Si l’étude de Belkhodja (2020) donne un aperçu descriptif global de l’accueil des réfugiés syriens à Moncton, l’objectif de notre étude est de comprendre le déroulement de l’accueil et du processus d’établissement de ces réfugiés du point de vue des deux organismes mandatés par le gouvernement dans cette opération. Cette compréhension repose sur le discours des intervenants affiliés aux deux organismes, et ce, quelques années après l’événement. Ce choix méthodologique implique un retour autoréflexif des intervenants des deux organismes sur l’expérience syrienne dans le Grand Moncton et les leçons tirées.
Méthode de recherche
La méthode de recherche adoptée pour cette étude est de type qualitatif, étant donné l’importance accordée au discours des intervenants ayant accompagné les réfugiés syriens tout au long de leur processus d’établissement durant les deux premières années de leur arrivée. Cet accès privilégié au discours des intervenants nous a permis de comprendre comment se sont passés l’accueil et l’accompagnement des réfugiés syriens pendant ces deux premières années.

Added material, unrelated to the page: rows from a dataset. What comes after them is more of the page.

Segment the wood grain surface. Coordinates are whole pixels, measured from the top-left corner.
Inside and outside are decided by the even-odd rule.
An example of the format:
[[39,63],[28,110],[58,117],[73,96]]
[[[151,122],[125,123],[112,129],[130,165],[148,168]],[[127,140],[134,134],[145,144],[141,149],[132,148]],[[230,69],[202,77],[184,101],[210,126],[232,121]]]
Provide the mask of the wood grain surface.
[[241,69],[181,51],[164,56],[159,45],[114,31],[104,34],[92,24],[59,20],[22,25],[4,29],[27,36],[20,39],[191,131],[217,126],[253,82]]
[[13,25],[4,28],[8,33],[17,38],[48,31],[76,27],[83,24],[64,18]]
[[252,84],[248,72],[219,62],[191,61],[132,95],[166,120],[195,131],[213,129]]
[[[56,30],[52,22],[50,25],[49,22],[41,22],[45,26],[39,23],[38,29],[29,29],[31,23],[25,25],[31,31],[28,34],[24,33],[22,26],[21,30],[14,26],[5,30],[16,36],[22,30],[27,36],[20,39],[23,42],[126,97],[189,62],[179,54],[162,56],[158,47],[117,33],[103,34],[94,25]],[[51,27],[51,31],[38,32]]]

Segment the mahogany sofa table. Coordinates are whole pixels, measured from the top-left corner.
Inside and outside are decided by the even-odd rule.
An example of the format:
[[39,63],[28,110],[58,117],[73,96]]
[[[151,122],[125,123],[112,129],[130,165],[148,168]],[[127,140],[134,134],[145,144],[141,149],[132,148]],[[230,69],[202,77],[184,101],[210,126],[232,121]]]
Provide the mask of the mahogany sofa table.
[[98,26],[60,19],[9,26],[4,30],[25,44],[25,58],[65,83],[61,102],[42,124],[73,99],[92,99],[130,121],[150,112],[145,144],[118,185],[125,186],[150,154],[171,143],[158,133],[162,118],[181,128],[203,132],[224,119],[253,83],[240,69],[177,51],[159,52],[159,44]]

La cueillette des données s’est basée sur l’entrevue semi-dirigée. Le recours à cette technique permet au chercheur d’utiliser des questions ouvertes pour recueillir les propos et les commentaires du participant (Savoie-Zajc, 2011). Le déroulement de ces entrevues a favorisé les questions ouvertes en lien avec les actions menées par les intervenants impliqués dans le processus d’accueil et d’établissement des réfugiés syriens. Les différentes rencontres ont duré de 45 min à 1 h 30 selon la disponibilité des participants et la richesse de leurs discours. La grille d’entrevue comporte trois sections : 1) la préparation organisationnelle avant l’arrivée des réfugiés; 2) l’accompagnement offert aux réfugiés syriens entre défis et solutions et 3) les perspectives de l’établissement. Les participants étaient au nombre de treize, soit neuf hommes et quatre femmes, occupant différentes fonctions au sein de leur organisme (conseiller en établissement, agent d’intégration économique, conseiller en finance, conseiller en relations publiques, interprète). Leur nombre d’années d’expérience comme intervenant varie entre 8 mois et 21 ans. Ils ont offert l’accompagnement nécessaire aux réfugiés syriens afin de répondre aux besoins de ces derniers en apprentissage linguistique, en santé, en emploi, en scolarisation des enfants, en finance, en logement et autres.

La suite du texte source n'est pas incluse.